HIV-1 viraemia changes in patients with and without syncytium-inducing phenotype treated with nucleoside analogues: a case-control study.

The objective of the present study was to investigate the effect of the nucleoside analogue treatment on serum viraemia, CD4+ cell count and disease progression in patients with and without syncytium-inducing (SI) HIV-1 variants. To achieve this in a case-control study, 11 nucleoside-naive patients harbouring SI variants who started treatment with zidovudine or zidovudine plus didanosine were matched with 11 control patients who never formed SI variants during a follow-up of 48 weeks. The matching criteria were age, CD4+ cell count and CDC clinical category at the start of the study and exposure to the same antiretroviral treatment.
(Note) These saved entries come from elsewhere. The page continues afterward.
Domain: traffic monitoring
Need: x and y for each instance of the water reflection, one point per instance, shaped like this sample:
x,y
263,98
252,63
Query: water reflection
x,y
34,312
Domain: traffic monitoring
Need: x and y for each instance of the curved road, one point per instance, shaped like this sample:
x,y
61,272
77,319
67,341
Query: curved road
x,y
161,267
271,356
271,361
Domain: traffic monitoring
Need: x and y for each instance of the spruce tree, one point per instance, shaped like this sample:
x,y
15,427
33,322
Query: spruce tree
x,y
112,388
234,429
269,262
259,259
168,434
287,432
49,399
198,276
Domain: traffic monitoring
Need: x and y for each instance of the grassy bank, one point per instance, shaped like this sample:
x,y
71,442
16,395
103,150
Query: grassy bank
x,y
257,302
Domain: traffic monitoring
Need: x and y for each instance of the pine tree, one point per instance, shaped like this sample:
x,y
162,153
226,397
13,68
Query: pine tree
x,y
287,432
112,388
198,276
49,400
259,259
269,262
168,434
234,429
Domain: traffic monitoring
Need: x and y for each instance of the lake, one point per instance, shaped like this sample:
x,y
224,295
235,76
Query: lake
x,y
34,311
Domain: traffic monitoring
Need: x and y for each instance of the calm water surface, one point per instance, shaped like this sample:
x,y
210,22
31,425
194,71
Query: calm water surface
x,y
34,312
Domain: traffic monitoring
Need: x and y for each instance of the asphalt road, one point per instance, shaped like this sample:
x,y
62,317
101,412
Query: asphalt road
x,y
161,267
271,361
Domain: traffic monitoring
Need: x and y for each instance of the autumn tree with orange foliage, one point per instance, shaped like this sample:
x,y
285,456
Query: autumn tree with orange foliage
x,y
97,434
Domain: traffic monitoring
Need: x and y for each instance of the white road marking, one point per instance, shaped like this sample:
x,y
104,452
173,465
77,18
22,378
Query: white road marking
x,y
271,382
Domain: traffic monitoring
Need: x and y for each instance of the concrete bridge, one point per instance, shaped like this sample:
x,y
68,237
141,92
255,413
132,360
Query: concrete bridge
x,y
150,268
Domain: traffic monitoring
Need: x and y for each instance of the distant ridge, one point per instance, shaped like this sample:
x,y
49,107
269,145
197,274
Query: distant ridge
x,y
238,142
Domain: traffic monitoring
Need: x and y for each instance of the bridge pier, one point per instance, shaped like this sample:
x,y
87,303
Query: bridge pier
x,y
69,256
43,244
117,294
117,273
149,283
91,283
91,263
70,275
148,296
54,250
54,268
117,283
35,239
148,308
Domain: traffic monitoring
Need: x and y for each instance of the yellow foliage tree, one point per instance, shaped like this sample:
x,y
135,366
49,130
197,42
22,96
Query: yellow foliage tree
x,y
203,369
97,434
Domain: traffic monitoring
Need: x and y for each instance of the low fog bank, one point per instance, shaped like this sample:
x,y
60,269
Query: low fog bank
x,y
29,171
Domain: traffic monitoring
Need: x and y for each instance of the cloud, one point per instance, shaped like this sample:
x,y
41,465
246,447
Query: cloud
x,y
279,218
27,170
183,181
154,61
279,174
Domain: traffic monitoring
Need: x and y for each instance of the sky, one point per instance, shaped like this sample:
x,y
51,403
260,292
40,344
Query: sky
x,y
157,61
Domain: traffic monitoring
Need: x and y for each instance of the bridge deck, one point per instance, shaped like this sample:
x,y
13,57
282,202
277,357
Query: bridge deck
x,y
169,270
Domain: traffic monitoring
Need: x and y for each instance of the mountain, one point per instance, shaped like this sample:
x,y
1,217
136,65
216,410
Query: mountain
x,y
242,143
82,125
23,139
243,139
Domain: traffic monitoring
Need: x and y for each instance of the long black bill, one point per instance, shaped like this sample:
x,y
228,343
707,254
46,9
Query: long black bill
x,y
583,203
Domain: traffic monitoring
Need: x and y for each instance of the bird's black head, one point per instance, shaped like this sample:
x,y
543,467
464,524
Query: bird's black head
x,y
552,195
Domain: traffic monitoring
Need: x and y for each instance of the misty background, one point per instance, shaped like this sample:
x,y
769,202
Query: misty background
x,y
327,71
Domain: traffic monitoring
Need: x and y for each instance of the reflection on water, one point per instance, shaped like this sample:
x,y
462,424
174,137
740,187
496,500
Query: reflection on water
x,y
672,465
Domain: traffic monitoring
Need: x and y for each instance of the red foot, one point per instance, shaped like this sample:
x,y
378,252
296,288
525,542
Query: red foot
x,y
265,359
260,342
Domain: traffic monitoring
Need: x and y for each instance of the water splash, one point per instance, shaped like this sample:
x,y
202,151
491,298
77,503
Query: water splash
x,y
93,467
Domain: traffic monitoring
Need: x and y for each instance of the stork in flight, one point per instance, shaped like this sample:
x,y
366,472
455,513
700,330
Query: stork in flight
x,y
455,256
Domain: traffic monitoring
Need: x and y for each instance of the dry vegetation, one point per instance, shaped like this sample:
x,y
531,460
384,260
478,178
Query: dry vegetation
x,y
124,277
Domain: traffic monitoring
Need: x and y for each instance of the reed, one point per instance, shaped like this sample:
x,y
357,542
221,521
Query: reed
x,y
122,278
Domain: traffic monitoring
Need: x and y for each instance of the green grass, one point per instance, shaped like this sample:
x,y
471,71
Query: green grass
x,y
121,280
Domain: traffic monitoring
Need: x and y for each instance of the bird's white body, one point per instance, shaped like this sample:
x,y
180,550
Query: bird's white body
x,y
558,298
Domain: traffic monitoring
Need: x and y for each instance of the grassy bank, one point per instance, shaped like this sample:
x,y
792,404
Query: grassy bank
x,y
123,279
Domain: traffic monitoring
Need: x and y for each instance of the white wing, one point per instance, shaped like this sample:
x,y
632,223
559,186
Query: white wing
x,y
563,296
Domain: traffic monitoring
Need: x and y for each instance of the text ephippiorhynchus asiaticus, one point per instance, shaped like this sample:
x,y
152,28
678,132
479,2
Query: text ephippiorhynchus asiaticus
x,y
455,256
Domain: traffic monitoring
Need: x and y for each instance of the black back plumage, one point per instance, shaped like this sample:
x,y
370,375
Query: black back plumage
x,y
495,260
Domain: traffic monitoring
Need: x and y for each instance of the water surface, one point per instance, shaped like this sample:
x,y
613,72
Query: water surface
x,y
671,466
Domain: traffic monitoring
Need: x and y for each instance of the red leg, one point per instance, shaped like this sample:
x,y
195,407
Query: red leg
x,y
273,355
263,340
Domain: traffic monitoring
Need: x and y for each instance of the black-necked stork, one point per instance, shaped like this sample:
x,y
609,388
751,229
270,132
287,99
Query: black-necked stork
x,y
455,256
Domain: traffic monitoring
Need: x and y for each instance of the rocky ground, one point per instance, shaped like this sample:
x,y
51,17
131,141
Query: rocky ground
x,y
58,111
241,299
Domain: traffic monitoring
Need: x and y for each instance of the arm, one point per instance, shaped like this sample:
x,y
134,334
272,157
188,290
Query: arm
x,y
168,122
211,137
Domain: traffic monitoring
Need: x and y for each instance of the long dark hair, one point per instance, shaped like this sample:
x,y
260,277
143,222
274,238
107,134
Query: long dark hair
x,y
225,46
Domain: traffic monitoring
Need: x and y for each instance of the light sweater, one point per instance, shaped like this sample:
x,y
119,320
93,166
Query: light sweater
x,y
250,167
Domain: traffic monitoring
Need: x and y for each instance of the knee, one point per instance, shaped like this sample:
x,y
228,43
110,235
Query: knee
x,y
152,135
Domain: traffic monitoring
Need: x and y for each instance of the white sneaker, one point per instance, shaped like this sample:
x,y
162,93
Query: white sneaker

During the follow-up there were no significant differences in the changes of serum HIV-1 RNA viral load and CD4+ cell counts between the two groups. In contrast, AIDS or new AIDS-defining events were observed in five SI cases but in none of the non-SI controls (P = 0.002). The emergence of a zidovudine-resistant mutation at codon 215 was observed in all the patients harbouring SI strains and in six of the subjects with non-SI variants (P = 0.03). The results of the present study show that in patients carrying SI virus, measurements of CD4+ count or RNA viral burden are neither related to the virulence of the virus strains nor able to predict the clinical course of the disease, at least under anti-retroviral drug conditions. Thus, determination of SI phenotype should be considered in the evaluation and monitoring of HIV-1 therapies.